Liam Curly, a bartender at Mustang Sally’s, on Seventh Avenue for nearly 16 years, said he thought the scheduling was a bad play, considering the significance of the day.
"I can't understand why they couldn't have opened a couple of days earlier or a day or two later," he said.
The opening game could have been a slam dunk for business after months of slower sales, he said, but his bar also plans to close Christmas Day.
Still, he said he’s glad the team is back.
“It certainly helps with business. It was a long summer when it was closed,” he said.
But at least one bar in the area will be celebrating the opening, along with St. Nick and the Knicks.

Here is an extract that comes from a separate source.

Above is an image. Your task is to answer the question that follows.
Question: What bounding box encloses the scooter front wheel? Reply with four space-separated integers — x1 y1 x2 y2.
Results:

Triple Crown, an Irish pub next to Mustang Sally’s, will be open on Christmas, according to owner Martin O'Shea, who has run the bar for the past 17 years. He said many of his staff are Greek Orthodox, so they celebrate Christmas at a later date.
While O'Shea admitted that the holiday can be “pretty dead,” he said he’s hoping to attract tourists and game-day fans who, it seems, will have few other places to go.
"It's about time!" he said of the Knicks’ return, adding that the acquisition of Tyson Chandler will only improve fan moral.
Fans like Brian Kelly, 25, a police officer from Brooklyn and regular season ticket-holder who said he’s been a die-hard fan “since I could dribble," had no complaints about the date.
While he’ll be home for Christmas with his family, he said, "It’s perfect timing. It’s my Christmas gift from them.”